今でもASCII.jpには、CF-R1発表当時の記事が掲載されている。レッツノートらしいデザインやコンセプトは、この頃から変わらない

 軽くするには基板の小型化、内部パーツの厳選といったことも大切だが、大きく軽量化が見込めるのは、筐体部分。合金部分の厚みを薄くすれば、そのぶん軽くなるからだ。

 しかし、これを薄くしてしまうと今度は強度が低くなり、頑丈性の維持が難しくなってしまう。

 「ある開発メンバーが休日外を歩いていた時、ふと、なんで車のボンネットはあんな形なんだろうか、と疑問に思ったんです。たぶん強度を高めるためだろうというのは分かりますが、あの形となる理由がわからない。そこから研究がスタートしました」(田中氏)

 この研究の成果がCF-R1で見事実現され、ボンネット構造の採用によって、軽さと頑丈性の両立という難しい問題がクリアできたわけだ。もちろん、うまくいったからとその後も妄信的に採用してきたわけではない。さらなる軽量化のため、改良や工夫が続けられていくことになる。

 「最初は中央の膨らんでいる部分が1つとなるシングルボンネットでしたが、これを2つに分割したダブルボンネットにしたのも、軽量化しながら強度を増すための改良です。これ以外にも、筐体を均一な厚みにするのではなく、強度が必要な部分のみ肉厚にすることで、重量増を抑えながら強度を増すという工夫も行っています」(田中氏)

単純にボンネットの形を継承するのではなく、世代ごとに多くの改良点を取り入れ、より軽く、より強く進化している

 なお、初期はシミュレーション技術がそこまで発達していなかったこともあり、ひたすら試作機を作っては試験を繰り返し、改良を繰り返していたという。最近では、シミュレーション技術を確立できたこともあり、必要な場所だけ強度を上げ、それ以外の場所を薄くして軽量化するという工程を、さらに詰めていけるようになっているそうだ。

 「特徴となっているボンネットですが、その半面、“やぼったい”という声もあります。とはいえ、ボンネットによって強度が劇的に上がっているため、なくすことはできません。2021年に登場したFVシリーズは、シミュレーション技術を駆使し強度を保ちつつ、同じ14型のLVシリーズと比較するとかなり段差が目立ちにくいスッキリとしたデザインへと変化しています。(田中氏)

 2022春モデルでいうと、QVとFVがシングルボンネットに回帰している。といっても、初期のような中央が盛り上がったものではなく、この逆に、中央が凹んでいる形状だ。これは以前のシングルに戻ったというより、ダブルを両端まで引き延ばしたという方が正しいだろう。

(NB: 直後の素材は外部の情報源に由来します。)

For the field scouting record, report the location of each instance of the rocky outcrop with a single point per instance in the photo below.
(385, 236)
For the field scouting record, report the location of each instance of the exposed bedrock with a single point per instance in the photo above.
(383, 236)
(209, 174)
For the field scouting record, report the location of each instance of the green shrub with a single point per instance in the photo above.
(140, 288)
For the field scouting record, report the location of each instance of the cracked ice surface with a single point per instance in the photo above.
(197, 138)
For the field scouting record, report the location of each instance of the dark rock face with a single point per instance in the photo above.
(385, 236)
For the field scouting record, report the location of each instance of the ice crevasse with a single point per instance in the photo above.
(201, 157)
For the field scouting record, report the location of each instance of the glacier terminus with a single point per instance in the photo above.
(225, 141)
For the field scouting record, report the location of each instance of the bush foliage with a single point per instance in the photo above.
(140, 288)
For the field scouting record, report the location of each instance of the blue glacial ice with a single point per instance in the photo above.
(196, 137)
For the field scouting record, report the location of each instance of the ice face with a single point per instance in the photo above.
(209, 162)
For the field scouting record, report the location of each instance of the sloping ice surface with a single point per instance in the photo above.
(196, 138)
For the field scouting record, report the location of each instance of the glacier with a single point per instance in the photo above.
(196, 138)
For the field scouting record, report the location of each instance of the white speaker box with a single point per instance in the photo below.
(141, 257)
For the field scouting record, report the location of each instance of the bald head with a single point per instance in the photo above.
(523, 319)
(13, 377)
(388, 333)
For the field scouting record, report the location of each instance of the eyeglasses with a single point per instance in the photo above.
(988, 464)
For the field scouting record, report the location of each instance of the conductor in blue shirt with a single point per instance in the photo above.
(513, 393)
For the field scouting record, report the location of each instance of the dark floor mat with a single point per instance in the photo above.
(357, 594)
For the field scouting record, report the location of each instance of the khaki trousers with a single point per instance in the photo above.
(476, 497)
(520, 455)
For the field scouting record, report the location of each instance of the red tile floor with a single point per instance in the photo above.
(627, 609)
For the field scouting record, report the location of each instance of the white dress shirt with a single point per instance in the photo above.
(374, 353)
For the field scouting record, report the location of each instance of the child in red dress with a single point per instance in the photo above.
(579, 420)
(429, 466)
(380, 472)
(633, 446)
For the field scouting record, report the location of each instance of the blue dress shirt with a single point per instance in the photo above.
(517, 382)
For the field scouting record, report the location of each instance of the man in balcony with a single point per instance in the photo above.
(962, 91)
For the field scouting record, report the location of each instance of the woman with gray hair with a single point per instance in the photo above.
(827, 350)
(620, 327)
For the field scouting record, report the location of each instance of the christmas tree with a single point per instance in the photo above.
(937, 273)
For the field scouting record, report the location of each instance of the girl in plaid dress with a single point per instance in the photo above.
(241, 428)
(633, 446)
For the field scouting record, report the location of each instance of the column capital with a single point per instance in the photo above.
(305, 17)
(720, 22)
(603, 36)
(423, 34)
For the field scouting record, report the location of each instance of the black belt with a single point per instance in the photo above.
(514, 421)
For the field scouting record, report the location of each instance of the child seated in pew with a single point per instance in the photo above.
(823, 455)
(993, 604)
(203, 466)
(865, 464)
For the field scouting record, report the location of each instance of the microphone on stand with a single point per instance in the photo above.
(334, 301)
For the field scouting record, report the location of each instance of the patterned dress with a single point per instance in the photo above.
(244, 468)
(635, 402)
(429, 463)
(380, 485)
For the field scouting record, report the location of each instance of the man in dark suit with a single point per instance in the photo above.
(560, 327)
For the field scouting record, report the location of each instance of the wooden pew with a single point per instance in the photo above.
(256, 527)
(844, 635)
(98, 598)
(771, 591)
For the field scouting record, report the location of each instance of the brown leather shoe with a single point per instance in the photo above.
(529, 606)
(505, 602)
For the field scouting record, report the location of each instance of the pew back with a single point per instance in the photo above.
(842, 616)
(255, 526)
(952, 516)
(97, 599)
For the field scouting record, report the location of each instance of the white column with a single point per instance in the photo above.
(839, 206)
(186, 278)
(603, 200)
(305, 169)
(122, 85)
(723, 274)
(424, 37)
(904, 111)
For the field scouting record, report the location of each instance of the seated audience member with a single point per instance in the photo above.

※店頭及びWeb直販「パナソニック ストア プラス」で販売。

段差が小さく、ボンネットが目立ちにくいFVシリーズ。同じボンネットを採用しているといっても、進化し続けているというのがよくわかる

 ちなみに、開発陣としてはボンネットに固執しているわけではなく、あくまで軽さと頑丈性を両立するのに必要な手段だから採用している、とのこと。結果的にボンネットを採用しているだけであって、ボンネットがなくても実現できるのであれば、なくしても構わないという話だった。このあたりの合理的な考えが、レッツノートの進化を支えているのだろう。